El arte sólo tiene sentido si se concibe en una dimensión social". Entrevista con Esther Stocker


La artista del Tirol del Sur Esther Stocker investiga la fragilidad de los sistemas perfectos a través de geometrías que desafían la mirada y la percepción, transformando el orden en experiencia emocional y social. En esta conversación con Gabriele Landi, nos habla de su arte.

Crecida entre el rigor y la imaginación, Esther Stocker (Silandro, 1974) ha construido una investigación artística que pone en tensión orden e inestabilidad, sistema y desviación. Activa desde hace años en Viena, la artista del Tirol del Sur se mueve entre la pintura, la instalación y la intervención en el espacio público, utilizando un lenguaje abstracto y geométrico reducido a lo esencial: blanco, negro y gris.
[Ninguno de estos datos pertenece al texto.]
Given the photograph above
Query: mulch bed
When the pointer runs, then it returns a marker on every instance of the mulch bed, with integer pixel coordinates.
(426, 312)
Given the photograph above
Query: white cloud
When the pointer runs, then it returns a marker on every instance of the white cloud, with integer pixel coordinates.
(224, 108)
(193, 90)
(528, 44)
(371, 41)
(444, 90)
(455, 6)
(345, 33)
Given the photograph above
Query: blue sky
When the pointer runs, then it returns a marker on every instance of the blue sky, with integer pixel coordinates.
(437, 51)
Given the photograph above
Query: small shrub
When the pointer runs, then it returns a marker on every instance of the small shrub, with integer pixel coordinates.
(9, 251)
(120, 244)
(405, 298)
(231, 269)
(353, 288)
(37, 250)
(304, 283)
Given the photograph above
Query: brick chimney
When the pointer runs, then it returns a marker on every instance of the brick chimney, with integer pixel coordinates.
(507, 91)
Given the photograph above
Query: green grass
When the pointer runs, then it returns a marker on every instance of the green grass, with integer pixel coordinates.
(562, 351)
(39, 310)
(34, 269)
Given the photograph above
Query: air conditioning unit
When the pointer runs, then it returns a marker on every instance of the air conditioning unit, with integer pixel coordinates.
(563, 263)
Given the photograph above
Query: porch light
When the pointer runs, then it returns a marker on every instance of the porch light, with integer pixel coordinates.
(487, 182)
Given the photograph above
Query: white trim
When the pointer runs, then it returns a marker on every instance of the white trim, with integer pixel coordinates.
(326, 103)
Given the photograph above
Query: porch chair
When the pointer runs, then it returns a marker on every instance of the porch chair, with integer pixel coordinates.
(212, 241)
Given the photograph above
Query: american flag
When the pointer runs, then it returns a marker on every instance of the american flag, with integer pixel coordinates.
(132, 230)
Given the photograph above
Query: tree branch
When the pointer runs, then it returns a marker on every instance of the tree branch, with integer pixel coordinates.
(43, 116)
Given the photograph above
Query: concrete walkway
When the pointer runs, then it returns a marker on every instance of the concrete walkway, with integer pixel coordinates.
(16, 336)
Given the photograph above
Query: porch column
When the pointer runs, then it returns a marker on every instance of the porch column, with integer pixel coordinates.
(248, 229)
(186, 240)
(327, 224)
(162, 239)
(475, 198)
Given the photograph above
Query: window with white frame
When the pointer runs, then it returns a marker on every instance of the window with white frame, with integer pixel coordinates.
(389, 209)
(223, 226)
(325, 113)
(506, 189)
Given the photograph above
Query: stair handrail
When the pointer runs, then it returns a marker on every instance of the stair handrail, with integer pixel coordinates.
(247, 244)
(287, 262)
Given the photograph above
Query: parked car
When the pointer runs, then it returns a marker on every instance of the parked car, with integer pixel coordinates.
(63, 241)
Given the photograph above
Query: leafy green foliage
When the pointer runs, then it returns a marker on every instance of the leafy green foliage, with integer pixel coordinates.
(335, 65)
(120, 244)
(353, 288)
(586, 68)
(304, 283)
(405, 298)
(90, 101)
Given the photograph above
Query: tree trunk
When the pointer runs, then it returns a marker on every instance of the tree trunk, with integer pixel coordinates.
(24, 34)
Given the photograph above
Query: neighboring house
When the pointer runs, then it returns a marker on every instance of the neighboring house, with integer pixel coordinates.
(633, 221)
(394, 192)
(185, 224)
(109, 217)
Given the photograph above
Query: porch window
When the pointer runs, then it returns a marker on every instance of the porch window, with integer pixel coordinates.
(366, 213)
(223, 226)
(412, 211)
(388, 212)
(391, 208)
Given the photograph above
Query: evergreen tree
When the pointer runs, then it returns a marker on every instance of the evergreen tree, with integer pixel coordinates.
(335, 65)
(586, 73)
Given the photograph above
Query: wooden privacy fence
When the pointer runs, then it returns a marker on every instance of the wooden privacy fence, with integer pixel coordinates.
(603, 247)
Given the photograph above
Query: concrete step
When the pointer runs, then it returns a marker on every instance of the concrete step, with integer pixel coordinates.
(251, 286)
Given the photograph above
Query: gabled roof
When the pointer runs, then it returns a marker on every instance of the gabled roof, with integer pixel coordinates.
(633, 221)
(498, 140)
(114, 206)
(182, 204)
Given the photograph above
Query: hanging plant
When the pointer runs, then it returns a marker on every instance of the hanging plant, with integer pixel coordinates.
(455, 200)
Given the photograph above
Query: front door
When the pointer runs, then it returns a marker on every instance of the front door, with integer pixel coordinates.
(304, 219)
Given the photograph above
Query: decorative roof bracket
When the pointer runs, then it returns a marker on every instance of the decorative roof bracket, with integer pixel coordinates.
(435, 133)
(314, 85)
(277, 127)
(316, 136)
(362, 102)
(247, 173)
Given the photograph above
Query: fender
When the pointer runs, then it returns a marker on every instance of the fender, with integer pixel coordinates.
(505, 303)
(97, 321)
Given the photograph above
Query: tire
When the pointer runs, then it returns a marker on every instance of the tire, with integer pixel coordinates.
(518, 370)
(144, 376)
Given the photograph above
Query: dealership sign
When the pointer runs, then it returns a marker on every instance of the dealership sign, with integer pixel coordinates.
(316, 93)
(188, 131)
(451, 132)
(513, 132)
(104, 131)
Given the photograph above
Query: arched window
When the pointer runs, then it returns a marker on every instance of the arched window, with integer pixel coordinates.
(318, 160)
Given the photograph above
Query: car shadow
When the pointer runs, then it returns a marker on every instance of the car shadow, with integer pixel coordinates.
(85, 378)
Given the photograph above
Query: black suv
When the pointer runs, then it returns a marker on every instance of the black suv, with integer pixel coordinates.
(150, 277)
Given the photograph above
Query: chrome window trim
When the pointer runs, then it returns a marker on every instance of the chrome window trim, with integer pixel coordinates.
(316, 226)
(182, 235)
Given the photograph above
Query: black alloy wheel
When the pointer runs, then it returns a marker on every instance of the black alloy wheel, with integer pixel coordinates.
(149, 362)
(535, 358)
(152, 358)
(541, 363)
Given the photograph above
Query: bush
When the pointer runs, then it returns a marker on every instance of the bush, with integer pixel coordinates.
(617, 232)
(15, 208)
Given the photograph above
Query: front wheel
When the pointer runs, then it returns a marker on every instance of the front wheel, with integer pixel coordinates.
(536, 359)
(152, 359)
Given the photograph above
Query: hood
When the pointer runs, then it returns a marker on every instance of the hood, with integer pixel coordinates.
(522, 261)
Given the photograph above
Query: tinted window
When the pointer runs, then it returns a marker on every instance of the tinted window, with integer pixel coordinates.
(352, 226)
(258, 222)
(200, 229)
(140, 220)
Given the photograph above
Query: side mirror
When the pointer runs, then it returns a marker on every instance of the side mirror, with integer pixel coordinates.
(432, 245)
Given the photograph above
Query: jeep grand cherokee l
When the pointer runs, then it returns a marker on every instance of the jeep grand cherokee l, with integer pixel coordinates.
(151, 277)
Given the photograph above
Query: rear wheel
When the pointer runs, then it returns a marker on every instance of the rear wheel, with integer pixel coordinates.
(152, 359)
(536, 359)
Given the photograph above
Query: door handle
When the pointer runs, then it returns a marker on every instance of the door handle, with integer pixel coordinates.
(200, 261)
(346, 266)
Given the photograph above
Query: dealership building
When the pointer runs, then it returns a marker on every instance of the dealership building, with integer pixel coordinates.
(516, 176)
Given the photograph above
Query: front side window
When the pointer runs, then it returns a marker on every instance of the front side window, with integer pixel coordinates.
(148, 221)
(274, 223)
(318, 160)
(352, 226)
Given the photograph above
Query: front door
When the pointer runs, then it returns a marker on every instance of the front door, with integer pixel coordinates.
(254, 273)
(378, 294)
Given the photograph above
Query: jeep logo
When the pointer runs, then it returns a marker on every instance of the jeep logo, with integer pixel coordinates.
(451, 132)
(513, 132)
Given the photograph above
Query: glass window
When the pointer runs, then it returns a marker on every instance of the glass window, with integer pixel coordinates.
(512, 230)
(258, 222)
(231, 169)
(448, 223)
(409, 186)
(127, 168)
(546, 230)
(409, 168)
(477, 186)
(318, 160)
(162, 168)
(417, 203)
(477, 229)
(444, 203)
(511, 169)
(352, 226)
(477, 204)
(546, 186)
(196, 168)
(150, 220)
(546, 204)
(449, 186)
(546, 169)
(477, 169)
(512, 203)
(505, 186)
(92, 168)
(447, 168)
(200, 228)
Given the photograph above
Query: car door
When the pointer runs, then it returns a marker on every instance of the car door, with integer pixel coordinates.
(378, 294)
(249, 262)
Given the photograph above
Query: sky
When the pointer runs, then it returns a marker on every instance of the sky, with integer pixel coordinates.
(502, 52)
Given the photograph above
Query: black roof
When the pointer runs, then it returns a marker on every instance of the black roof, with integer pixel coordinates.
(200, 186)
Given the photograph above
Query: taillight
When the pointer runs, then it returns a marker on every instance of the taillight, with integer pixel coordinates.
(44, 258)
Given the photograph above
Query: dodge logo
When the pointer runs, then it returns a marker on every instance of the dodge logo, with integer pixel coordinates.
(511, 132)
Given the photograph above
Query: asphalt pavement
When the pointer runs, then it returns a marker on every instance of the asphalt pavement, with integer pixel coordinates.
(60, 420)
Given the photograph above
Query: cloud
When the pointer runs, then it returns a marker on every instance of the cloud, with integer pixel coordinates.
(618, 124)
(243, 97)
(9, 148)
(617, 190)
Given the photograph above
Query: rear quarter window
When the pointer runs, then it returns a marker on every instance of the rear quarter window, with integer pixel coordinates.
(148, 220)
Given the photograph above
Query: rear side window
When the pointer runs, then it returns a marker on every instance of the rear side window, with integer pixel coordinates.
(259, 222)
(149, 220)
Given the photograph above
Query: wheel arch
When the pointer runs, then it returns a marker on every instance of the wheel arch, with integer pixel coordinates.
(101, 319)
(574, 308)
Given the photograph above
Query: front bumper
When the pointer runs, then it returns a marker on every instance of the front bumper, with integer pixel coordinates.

Sus obras transforman la pintura en un entorno y el espacio en una experiencia perceptiva, cuestionando la mirada y sus automatismos. A través de módulos repetidos y sutiles aberraciones, Stocker revela la imperfección inherente a todo sistema aparentemente perfecto. En esta entrevista, Gabriele Landi repasa con el artista las raíces de su formación, el papel del dibujo y la geometría, la relación entre arte y sociedad, hasta una reflexión más amplia sobre la belleza, entendida como espacio compartido de verdad, vulnerabilidad y libertad.

Esther Stocker, retrato en la exposición
Esther Stocker, retrato en la exposición Caos Calmo, comisariada por Gabriele Lorenzoni (Galleria Civica di Trento). Foto: Edoardo Meneghini, cortesía del Museo Mart - Rovereto

GL. Para muchos artistas, la infancia corresponde a la edad de oro, aquella en la que comienzan a sedimentarse imágenes y procesos que de alguna manera se convierten en preciosos para desarrollos posteriores. ¿Fue ese también su caso?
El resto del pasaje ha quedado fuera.